Galen Strawson in the New York Times:
You arrive at a bakery. It’s the evening of a national holiday. You want to buy a cake with your last 10 dollars to round off the preparations you’ve already made. There’s only one thing left in the store — a 10-dollar cake.
On the steps of the store, someone is shaking an Oxfam tin. You stop, and it seems quite clear to you — it surely is quite clear to you — that it is entirely up to you what you do next. You are — it seems — truly, radically, ultimately free to choose what to do, in such a way that you will be ultimately morally responsible for whatever you do choose. Fact: you can put the money in the tin, or you can go in and buy the cake. You’re not only completely, radically free to choose in this situation. You’re not free not to choose (that’s how it feels). You’re “condemned to freedom,” in Jean-Paul Sartre’s phrase. You’re fully and explicitly conscious of what the options are and you can’t escape that consciousness. You can’t somehow slip out of it.

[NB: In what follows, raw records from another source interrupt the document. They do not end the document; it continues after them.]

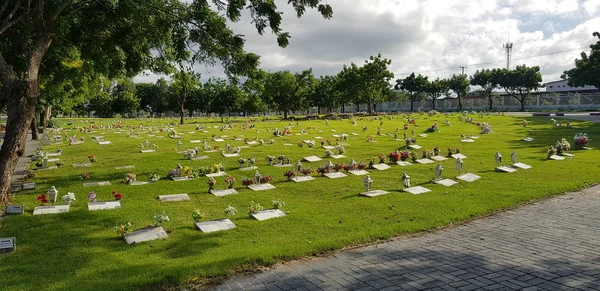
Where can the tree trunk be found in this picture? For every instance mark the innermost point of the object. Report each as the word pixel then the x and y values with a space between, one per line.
pixel 22 97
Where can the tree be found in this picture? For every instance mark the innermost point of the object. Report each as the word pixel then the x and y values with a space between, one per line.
pixel 117 38
pixel 520 82
pixel 415 86
pixel 488 81
pixel 587 69
pixel 460 85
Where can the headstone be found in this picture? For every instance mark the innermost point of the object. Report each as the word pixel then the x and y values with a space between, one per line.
pixel 381 167
pixel 214 225
pixel 312 159
pixel 267 214
pixel 505 169
pixel 107 205
pixel 124 167
pixel 146 234
pixel 521 166
pixel 374 193
pixel 446 182
pixel 104 183
pixel 468 177
pixel 416 190
pixel 14 209
pixel 261 187
pixel 82 165
pixel 173 198
pixel 8 244
pixel 438 158
pixel 302 178
pixel 217 174
pixel 358 172
pixel 335 175
pixel 221 193
pixel 53 209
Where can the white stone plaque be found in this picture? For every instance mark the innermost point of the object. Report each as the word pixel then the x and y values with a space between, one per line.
pixel 108 205
pixel 335 175
pixel 217 174
pixel 214 225
pixel 261 187
pixel 468 177
pixel 358 172
pixel 82 165
pixel 221 193
pixel 416 190
pixel 104 183
pixel 173 198
pixel 268 214
pixel 381 167
pixel 302 178
pixel 445 182
pixel 438 158
pixel 146 234
pixel 53 209
pixel 312 159
pixel 374 193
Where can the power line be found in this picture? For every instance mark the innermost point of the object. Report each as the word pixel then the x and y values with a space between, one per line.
pixel 495 62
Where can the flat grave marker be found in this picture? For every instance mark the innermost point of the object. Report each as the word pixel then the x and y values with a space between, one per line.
pixel 107 205
pixel 146 234
pixel 52 209
pixel 267 214
pixel 214 225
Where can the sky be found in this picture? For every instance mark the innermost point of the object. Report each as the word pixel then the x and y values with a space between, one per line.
pixel 431 37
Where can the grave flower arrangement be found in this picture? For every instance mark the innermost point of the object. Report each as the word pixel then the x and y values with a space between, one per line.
pixel 277 204
pixel 289 174
pixel 198 216
pixel 159 219
pixel 581 140
pixel 130 177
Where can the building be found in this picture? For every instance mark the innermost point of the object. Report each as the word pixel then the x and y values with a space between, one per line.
pixel 562 86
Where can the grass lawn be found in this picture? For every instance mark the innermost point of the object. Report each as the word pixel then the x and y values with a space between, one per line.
pixel 80 250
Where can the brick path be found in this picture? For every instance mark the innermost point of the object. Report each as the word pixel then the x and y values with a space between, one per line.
pixel 549 245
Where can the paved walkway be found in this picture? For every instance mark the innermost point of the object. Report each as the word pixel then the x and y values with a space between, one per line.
pixel 549 245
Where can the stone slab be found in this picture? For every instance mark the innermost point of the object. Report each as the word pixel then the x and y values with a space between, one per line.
pixel 146 234
pixel 221 193
pixel 52 209
pixel 214 225
pixel 521 166
pixel 103 183
pixel 302 178
pixel 311 159
pixel 217 174
pixel 381 167
pixel 468 177
pixel 374 193
pixel 267 214
pixel 261 187
pixel 107 205
pixel 446 182
pixel 8 244
pixel 438 158
pixel 173 198
pixel 82 165
pixel 335 175
pixel 416 190
pixel 358 172
pixel 14 209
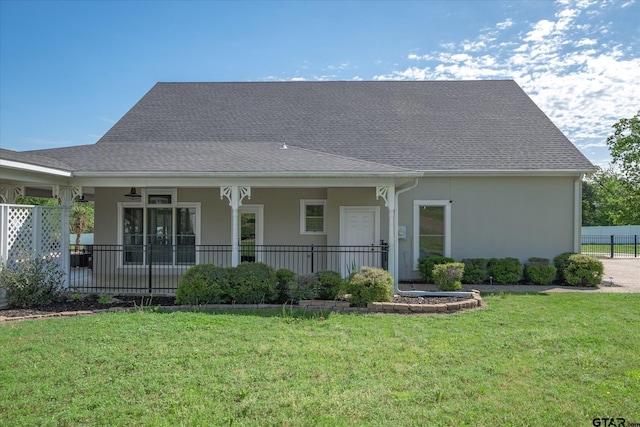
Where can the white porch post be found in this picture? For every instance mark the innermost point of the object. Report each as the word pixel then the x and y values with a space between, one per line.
pixel 65 195
pixel 389 195
pixel 235 194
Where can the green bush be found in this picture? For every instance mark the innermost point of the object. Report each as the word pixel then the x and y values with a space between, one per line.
pixel 370 284
pixel 539 271
pixel 475 271
pixel 505 271
pixel 285 282
pixel 32 283
pixel 253 283
pixel 305 287
pixel 583 270
pixel 330 285
pixel 561 263
pixel 204 284
pixel 448 276
pixel 426 264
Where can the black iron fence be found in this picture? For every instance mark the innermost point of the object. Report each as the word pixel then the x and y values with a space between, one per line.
pixel 611 246
pixel 157 269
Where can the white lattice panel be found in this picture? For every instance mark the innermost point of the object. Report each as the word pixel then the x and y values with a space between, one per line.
pixel 31 230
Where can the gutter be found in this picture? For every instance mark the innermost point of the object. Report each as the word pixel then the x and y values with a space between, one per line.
pixel 395 233
pixel 396 289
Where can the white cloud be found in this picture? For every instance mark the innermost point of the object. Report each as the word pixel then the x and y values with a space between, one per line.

You may have heard of determinism, the theory that absolutely everything that happens is causally determined to happen exactly as it does by what has already gone before — right back to the beginning of the universe. You may also believe that determinism is true. (You may also know, contrary to popular opinion, that current science gives us no more reason to think that determinism is false than that determinism is true.) In that case, standing on the steps of the store, it may cross your mind that in five minutes’ time you’ll be able to look back on the situation you’re in now and say truly, of what you will by then have done, “Well, it was determined that I should do that.” But even if you do fervently believe this, it doesn’t seem to be able to touch your sense that you’re absolutely morally responsible for what you next.